The behavior will change in pandas 3.0. This inplace method will never work because the intermediate object on which we are setting values always behaves as a copy.

For example, when doing 'df[col].method(value, inplace=True)', try using 'df.method({col: value}, inplace=True)' or df[col] = df[col].method(value) instead, to perform the operation inplace on the original object.

The first pattern doesn't apply here, so from this message, I understand I should do:

import pandas as pd

df = pd.DataFrame({'col': ["a", "b", "c"]}, dtype="category")
df["col"] = df["col"].replace(to_replace="a", value="b")

But this also fails with:

$ python -Werror::FutureWarning /tmp/4.py
/tmp/4.py:1: DeprecationWarning: 
Pyarrow will become a required dependency of pandas in the next major release of pandas (pandas 3.0),
(to allow more performant data types, such as the Arrow string type, and better interoperability with other libraries)
but was not found to be installed on your system.
If this would cause problems for you,
please provide us feedback at https://github.com/pandas-dev/pandas/issues/54466
        
  import pandas as pd
Traceback (most recent call last):
  File "/tmp/4.py", line 4, in <module>
    df["col"] = df["col"].replace(to_replace="a", value="b")
  File "/home/adrin/miniforge3/envs/sklearn/lib/python3.10/site-packages/pandas/core/generic.py", line 8135, in replace
    new_data = self._mgr.replace(
  File "/home/adrin/miniforge3/envs/sklearn/lib/python3.10/site-packages/pandas/core/internals/base.py", line 249, in replace
    return self.apply_with_block(
  File "/home/adrin/miniforge3/envs/sklearn/lib/python3.10/site-packages/pandas/core/internals/managers.py", line 364, in apply
    applied = getattr(b, f)(**kwargs)
  File "/home/adrin/miniforge3/envs/sklearn/lib/python3.10/site-packages/pandas/core/internals/blocks.py", line 854, in replace
    values._replace(to_replace=to_replace, value=value, inplace=True)
  File "/home/adrin/miniforge3/envs/sklearn/lib/python3.10/site-packages/pandas/core/arrays/categorical.py", line 2665, in _replace
    warnings.warn(
FutureWarning: The behavior of Series.replace (and DataFrame.replace) with CategoricalDtype is deprecated. In a future version, replace will only be used for cases that preserve the categories. To change the categories, use ser.cat.rename_categories instead.
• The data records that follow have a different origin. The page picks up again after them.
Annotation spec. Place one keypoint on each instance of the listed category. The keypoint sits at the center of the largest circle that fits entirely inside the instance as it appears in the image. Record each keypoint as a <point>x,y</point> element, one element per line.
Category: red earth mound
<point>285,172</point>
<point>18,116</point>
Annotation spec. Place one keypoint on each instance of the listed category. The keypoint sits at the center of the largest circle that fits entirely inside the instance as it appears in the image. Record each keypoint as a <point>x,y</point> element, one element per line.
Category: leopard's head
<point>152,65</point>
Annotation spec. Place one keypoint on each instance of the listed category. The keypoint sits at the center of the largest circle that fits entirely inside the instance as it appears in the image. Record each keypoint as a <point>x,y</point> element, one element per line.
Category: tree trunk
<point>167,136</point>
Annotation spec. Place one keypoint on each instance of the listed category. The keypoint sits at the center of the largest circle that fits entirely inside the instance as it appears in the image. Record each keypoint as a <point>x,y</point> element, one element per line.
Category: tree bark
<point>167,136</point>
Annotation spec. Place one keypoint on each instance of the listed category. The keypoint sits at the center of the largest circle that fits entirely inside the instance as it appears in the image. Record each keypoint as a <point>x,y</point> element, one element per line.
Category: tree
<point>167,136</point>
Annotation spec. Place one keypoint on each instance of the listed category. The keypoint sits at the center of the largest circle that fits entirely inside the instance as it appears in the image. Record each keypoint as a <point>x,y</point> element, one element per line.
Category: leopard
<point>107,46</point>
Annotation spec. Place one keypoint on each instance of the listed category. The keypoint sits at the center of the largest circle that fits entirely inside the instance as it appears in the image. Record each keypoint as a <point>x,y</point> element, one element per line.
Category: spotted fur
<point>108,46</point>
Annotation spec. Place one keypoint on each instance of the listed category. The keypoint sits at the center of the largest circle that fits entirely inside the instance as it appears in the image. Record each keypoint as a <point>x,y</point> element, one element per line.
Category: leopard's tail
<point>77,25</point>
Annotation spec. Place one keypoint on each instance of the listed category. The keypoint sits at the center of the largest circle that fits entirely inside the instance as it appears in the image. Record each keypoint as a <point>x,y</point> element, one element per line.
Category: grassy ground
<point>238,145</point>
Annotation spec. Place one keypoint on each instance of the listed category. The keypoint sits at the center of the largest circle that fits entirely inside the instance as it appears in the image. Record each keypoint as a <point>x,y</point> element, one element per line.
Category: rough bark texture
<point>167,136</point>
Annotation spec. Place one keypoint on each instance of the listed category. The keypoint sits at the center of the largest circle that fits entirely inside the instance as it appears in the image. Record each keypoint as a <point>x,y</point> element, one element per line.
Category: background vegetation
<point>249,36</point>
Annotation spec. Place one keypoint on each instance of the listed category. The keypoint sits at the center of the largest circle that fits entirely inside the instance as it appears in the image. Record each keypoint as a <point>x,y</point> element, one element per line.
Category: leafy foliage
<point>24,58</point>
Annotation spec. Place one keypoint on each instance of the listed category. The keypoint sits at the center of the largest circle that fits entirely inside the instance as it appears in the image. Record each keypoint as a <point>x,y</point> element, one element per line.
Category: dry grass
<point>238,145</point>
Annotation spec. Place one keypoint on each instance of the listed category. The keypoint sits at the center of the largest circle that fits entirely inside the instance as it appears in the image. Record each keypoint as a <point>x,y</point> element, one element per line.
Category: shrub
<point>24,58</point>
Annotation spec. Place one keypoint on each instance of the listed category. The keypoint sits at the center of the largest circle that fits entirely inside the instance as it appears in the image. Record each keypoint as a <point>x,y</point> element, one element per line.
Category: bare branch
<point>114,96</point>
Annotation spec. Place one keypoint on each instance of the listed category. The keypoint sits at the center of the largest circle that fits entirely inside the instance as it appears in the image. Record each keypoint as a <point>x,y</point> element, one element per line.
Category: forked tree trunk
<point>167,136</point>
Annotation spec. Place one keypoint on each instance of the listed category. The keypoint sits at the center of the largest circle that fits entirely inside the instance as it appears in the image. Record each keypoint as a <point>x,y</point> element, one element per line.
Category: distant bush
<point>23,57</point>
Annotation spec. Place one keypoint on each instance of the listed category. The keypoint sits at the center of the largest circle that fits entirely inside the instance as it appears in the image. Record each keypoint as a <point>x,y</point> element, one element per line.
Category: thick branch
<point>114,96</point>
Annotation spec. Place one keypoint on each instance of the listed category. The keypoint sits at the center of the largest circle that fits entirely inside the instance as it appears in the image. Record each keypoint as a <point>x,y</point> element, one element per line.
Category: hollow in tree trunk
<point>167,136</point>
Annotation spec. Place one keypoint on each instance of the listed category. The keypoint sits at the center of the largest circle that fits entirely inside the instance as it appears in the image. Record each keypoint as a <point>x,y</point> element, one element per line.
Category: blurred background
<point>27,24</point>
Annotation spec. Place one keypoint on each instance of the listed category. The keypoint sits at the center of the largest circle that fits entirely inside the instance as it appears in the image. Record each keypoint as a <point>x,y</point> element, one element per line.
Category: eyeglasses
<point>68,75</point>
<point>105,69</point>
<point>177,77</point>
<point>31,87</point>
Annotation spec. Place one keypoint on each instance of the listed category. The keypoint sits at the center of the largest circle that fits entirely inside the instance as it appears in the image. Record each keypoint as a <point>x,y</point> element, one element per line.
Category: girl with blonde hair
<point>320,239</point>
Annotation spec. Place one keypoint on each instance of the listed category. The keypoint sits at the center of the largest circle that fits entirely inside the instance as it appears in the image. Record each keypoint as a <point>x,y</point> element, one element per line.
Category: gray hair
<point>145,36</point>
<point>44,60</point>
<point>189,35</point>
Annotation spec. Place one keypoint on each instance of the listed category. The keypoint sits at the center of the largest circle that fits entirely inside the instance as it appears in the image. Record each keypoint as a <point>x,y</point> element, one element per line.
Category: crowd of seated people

With a bit of reading docs, it seems I need to do:

import pandas as pd

df = pd.DataFrame({'col': ["a", "b", "c"]}, dtype="category")
df["col"] = df["col"].cat.rename_categories({"a": "b"})

which fails with

$ python -Werror::FutureWarning /tmp/4.py
/tmp/4.py:1: DeprecationWarning: 
Pyarrow will become a required dependency of pandas in the next major release of pandas (pandas 3.0),
(to allow more performant data types, such as the Arrow string type, and better interoperability with other libraries)
but was not found to be installed on your system.
If this would cause problems for you,
please provide us feedback at https://github.com/pandas-dev/pandas/issues/54466
        
  import pandas as pd
Traceback (most recent call last):
  File "/tmp/4.py", line 4, in <module>
    df["col"] = df["col"].cat.rename_categories({"a": "b"})
  File "/home/adrin/miniforge3/envs/sklearn/lib/python3.10/site-packages/pandas/core/accessor.py", line 112, in f
    return self._delegate_method(name, *args, **kwargs)
  File "/home/adrin/miniforge3/envs/sklearn/lib/python3.10/site-packages/pandas/core/arrays/categorical.py", line 2939, in _delegate_method
    res = method(*args, **kwargs)
  File "/home/adrin/miniforge3/envs/sklearn/lib/python3.10/site-packages/pandas/core/arrays/categorical.py", line 1205, in rename_categories
    cat._set_categories(new_categories)
  File "/home/adrin/miniforge3/envs/sklearn/lib/python3.10/site-packages/pandas/core/arrays/categorical.py", line 924, in _set_categories
    new_dtype = CategoricalDtype(categories, ordered=self.ordered)
  File "/home/adrin/miniforge3/envs/sklearn/lib/python3.10/site-packages/pandas/core/dtypes/dtypes.py", line 221, in __init__
    self._finalize(categories, ordered, fastpath=False)
  File "/home/adrin/miniforge3/envs/sklearn/lib/python3.10/site-packages/pandas/core/dtypes/dtypes.py", line 378, in _finalize
    categories = self.validate_categories(categories, fastpath=fastpath)
  File "/home/adrin/miniforge3/envs/sklearn/lib/python3.10/site-packages/pandas/core/dtypes/dtypes.py", line 579, in validate_categories
    raise ValueError("Categorical categories must be unique")
ValueError: Categorical categories must be unique

So rename_categories is not the one I want apparently, but reading through the "see also":

reorder_categories

Reorder categories.

add_categories

Add new categories.

remove_categories

Remove the specified categories.

remove_unused_categories

Remove categories which are not used.

set_categories

Set the categories to the specified ones.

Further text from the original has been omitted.